I denote $j=e^{\frac{2i\pi}{3}}$.
1) $\mathbb Q(\sqrt[3]2)/\mathbb Q$ is a field extension of degree $3$ since $X^3-2$ is the minimal polynomial of $\sqrt[3]2$. The extension is separable (since $X^3-2$ is separable) but not normal (since $j\sqrt[3]2$ is a root conjugate that it's not in $\mathbb Q(\sqrt[3]2)$). 
2) $\mathbb Q(j,\sqrt[3]2)/\mathbb Q$ is the splitting field of $X^3-2$ ? And thus $\mathbb Q(j,\sqrt[3]2)/\mathbb Q$ is a Galois extension since it's the splitting field of a separable polynomial.
3) $\mathbb Q(j,\sqrt[3]2)/\mathbb Q$ is an extension of degree $6$ since $[\mathbb Q(\sqrt[3]2):\mathbb Q]=3$ and since $j\notin \mathbb Q(\sqrt[3]2)$ and that it's minimal polynomial on $\mathbb Q(\sqrt[3]2)$ is $X^2+X+1$, we get $[\mathbb Q(j,\sqrt[3]2):\mathbb Q(\sqrt[3]2)]=2$ and thus $$[\mathbb Q(\sqrt[3]2,j):\mathbb Q]=[\mathbb Q(\sqrt[3]2,j):\mathbb Q(\sqrt[3]2)]\cdot [\mathbb Q(\sqrt[3]2):\mathbb Q]=2\cdot 3=6.$$
My questions are : What do you think about 2) ? And for 3) ?
 A: To expand on what I said in the comments:
Your argument for $3$ (and also your argument in the comments) works in this particular case, because the degree of $X^2 + X+1$ is small.
Your claim that the minimal polynomial of $j$ over $\mathbb Q(\sqrt[3]2)$ is the same as the minimal polynomial of $j$ over $\mathbb Q$ because $j\notin \mathbb Q$ works in this case, but not in general.

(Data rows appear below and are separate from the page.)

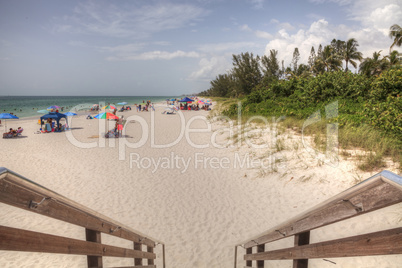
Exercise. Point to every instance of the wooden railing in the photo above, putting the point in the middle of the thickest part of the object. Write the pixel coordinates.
(20, 192)
(379, 191)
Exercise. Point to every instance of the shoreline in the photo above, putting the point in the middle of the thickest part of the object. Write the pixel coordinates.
(201, 213)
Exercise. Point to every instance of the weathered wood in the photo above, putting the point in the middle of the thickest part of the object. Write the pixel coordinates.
(163, 256)
(260, 248)
(249, 263)
(147, 266)
(94, 261)
(235, 263)
(367, 198)
(20, 194)
(379, 243)
(300, 240)
(150, 250)
(137, 261)
(23, 240)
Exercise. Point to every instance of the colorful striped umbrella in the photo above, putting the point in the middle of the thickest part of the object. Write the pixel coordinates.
(106, 116)
(70, 114)
(53, 107)
(110, 107)
(7, 116)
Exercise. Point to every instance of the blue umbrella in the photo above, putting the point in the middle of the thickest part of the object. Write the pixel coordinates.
(70, 114)
(53, 107)
(186, 100)
(7, 116)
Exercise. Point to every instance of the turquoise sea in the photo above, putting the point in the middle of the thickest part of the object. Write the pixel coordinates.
(28, 106)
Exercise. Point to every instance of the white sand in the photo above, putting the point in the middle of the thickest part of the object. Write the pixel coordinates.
(200, 212)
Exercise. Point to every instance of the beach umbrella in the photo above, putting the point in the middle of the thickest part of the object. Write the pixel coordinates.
(110, 107)
(6, 116)
(70, 114)
(53, 107)
(186, 100)
(106, 116)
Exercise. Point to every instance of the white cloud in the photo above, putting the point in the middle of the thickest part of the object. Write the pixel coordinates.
(154, 55)
(210, 68)
(258, 33)
(318, 33)
(340, 2)
(128, 48)
(257, 4)
(284, 25)
(132, 21)
(231, 47)
(374, 19)
(262, 34)
(245, 27)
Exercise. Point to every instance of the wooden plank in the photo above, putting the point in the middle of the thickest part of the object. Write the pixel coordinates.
(146, 266)
(300, 240)
(163, 256)
(235, 263)
(150, 250)
(137, 261)
(376, 195)
(23, 240)
(379, 243)
(93, 261)
(260, 248)
(249, 263)
(63, 209)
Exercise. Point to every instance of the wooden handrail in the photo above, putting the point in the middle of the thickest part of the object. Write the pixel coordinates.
(381, 190)
(17, 191)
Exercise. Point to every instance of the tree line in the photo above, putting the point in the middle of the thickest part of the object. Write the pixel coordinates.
(251, 73)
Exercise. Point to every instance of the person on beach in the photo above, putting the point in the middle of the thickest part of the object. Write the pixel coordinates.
(6, 134)
(120, 125)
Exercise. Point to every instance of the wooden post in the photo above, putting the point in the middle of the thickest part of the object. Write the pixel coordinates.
(235, 264)
(163, 256)
(137, 261)
(93, 261)
(260, 248)
(249, 263)
(300, 240)
(151, 250)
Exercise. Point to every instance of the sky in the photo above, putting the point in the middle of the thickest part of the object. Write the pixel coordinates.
(162, 48)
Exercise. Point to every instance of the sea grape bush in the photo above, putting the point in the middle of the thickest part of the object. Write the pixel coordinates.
(362, 100)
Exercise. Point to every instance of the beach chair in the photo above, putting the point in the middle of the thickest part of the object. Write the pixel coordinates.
(18, 133)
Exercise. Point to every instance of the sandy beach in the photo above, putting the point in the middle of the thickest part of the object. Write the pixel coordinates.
(182, 180)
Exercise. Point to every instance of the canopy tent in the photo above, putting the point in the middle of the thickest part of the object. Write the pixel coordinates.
(186, 100)
(7, 116)
(54, 116)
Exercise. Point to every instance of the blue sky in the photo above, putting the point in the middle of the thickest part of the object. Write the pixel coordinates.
(145, 47)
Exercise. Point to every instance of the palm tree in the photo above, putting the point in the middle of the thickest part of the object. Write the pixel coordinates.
(374, 66)
(350, 53)
(329, 59)
(395, 58)
(395, 32)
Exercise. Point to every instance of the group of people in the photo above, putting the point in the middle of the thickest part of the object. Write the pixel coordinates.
(118, 129)
(194, 107)
(145, 106)
(12, 133)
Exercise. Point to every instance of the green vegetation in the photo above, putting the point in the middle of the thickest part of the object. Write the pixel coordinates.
(369, 102)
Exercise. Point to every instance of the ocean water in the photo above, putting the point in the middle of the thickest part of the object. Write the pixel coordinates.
(28, 106)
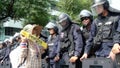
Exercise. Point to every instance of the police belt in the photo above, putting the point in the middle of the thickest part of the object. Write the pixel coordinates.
(107, 40)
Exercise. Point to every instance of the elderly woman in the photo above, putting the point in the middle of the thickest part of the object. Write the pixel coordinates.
(28, 53)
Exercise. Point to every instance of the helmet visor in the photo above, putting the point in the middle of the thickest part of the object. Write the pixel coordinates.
(96, 10)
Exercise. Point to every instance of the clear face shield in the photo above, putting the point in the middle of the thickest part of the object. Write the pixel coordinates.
(97, 10)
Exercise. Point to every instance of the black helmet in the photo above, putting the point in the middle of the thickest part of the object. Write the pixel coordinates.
(105, 3)
(52, 25)
(63, 17)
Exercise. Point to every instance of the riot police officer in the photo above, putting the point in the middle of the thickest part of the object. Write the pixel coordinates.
(104, 31)
(70, 42)
(86, 19)
(52, 40)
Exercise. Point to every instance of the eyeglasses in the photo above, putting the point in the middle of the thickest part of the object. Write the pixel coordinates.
(84, 18)
(49, 28)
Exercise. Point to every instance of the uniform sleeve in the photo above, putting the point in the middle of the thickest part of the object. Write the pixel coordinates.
(78, 41)
(116, 35)
(90, 40)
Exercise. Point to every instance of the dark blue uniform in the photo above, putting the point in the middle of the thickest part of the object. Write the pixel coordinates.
(70, 44)
(52, 42)
(104, 29)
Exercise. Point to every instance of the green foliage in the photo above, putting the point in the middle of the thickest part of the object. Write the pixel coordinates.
(73, 7)
(33, 11)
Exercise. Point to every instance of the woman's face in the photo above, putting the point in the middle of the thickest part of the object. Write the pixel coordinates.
(51, 31)
(99, 9)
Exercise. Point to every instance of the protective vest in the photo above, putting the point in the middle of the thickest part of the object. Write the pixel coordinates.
(106, 28)
(67, 40)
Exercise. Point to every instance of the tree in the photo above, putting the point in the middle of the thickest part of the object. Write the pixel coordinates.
(32, 11)
(73, 7)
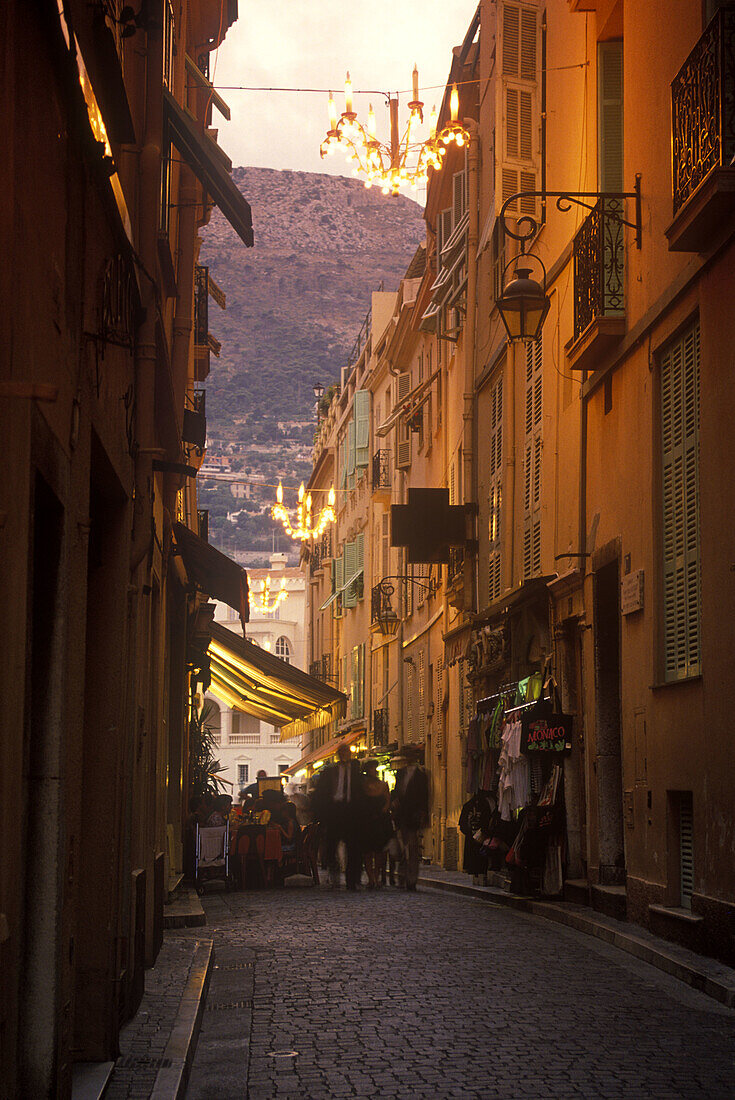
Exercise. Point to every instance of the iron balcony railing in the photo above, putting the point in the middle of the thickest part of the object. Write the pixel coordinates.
(382, 469)
(381, 601)
(600, 265)
(703, 108)
(381, 726)
(200, 306)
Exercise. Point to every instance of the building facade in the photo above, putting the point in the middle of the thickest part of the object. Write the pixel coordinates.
(589, 461)
(245, 744)
(109, 172)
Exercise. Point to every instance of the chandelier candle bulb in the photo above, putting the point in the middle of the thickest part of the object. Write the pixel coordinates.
(453, 103)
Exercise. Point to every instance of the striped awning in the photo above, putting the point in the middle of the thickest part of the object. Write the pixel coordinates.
(251, 680)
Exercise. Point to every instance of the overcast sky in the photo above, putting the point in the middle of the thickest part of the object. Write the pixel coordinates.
(310, 44)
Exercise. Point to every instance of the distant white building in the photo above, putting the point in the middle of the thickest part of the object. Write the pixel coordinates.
(248, 745)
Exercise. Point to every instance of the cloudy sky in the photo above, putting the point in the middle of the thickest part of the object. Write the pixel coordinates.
(310, 44)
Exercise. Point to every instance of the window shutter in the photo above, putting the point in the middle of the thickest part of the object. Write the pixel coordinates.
(421, 695)
(403, 387)
(533, 459)
(517, 107)
(610, 116)
(680, 471)
(362, 398)
(495, 492)
(350, 454)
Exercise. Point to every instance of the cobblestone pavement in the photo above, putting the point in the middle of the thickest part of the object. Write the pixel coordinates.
(143, 1040)
(428, 994)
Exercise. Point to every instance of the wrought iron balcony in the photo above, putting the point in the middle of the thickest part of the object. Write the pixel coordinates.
(382, 470)
(599, 255)
(381, 726)
(703, 136)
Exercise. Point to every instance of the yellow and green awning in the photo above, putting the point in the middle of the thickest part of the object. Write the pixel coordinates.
(251, 680)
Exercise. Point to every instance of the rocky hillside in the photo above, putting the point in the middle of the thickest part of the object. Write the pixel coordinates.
(296, 300)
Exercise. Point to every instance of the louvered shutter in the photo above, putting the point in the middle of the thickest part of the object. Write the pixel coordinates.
(518, 106)
(360, 563)
(350, 565)
(610, 116)
(339, 581)
(362, 399)
(495, 492)
(421, 695)
(350, 454)
(686, 848)
(680, 471)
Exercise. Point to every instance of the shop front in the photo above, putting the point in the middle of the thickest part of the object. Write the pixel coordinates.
(518, 745)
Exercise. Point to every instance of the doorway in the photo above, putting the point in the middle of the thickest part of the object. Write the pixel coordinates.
(609, 750)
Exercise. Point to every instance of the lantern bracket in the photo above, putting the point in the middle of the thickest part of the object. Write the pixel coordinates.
(565, 200)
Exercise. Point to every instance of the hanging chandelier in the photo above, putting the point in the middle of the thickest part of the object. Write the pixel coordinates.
(404, 161)
(306, 527)
(261, 601)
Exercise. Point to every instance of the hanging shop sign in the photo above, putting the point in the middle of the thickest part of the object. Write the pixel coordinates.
(546, 729)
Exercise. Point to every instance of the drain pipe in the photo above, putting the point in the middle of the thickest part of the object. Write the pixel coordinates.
(469, 485)
(145, 352)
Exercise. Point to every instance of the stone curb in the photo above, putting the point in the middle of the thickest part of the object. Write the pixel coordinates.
(656, 956)
(172, 1079)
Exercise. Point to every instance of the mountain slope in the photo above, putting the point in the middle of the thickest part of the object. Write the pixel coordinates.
(295, 301)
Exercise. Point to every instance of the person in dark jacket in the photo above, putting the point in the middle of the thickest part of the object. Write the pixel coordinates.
(338, 802)
(409, 806)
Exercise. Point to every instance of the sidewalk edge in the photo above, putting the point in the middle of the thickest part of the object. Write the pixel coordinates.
(624, 941)
(172, 1079)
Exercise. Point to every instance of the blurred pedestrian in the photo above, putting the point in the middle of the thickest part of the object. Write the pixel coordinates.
(409, 805)
(339, 803)
(377, 825)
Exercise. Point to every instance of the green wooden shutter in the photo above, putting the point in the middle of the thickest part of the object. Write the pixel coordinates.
(350, 454)
(362, 399)
(610, 116)
(349, 597)
(680, 471)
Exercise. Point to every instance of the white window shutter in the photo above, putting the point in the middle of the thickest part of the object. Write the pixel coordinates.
(680, 498)
(362, 399)
(518, 107)
(610, 116)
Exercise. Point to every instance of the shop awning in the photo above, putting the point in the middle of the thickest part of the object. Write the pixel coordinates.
(322, 754)
(250, 679)
(211, 571)
(205, 158)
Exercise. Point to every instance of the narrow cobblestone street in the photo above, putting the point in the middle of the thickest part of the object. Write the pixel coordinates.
(317, 994)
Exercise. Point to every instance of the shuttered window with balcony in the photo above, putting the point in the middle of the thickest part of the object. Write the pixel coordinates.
(680, 415)
(610, 114)
(533, 455)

For example, $e^{2i\pi/8}\notin \mathbb Q(i)$, but its minimal polynomial over $\mathbb Q(i)$ is $X^2-i$, not $X^4+1$, its minimal polynomial over $\mathbb Q$.

So why does this argument work in this case? I'll write out a correct argument along your lines and highlight where we avoid the issue mentioned above.
Since $j$ is a root of $f(X)=X^2+X+1$, and $f$ has coefficients in $\mathbb Q(\sqrt[3]2)$, we know that $$[\mathbb Q(j,\sqrt[3]2):\mathbb Q(\sqrt[3]2)]\color{red}{\le}2.$$
Now the fact that $j\notin \mathbb Q(\sqrt[3]2)$ tells us that $$[\mathbb Q(j,\sqrt[3]2):\mathbb Q(\sqrt[3]2)]\ge 2$$and the rest of your argument now applies.

If we try this same argument for the example above, the fact that $e^{2\pi/8}$ is a root of $X^4+1$ tells us that $$[\mathbb Q(e^{2\pi i/8}):\mathbb Q(i)]\le 4$$and the fact that $e^{2\pi i/8}\notin \mathbb Q(i)$tells us that 
$$[\mathbb Q(e^{2\pi i/8}):\mathbb Q(i)]\ge2.$$These two facts aren't enough to deduce the value of $[\mathbb Q(e^{2\pi i/8}):\mathbb Q(i)]$.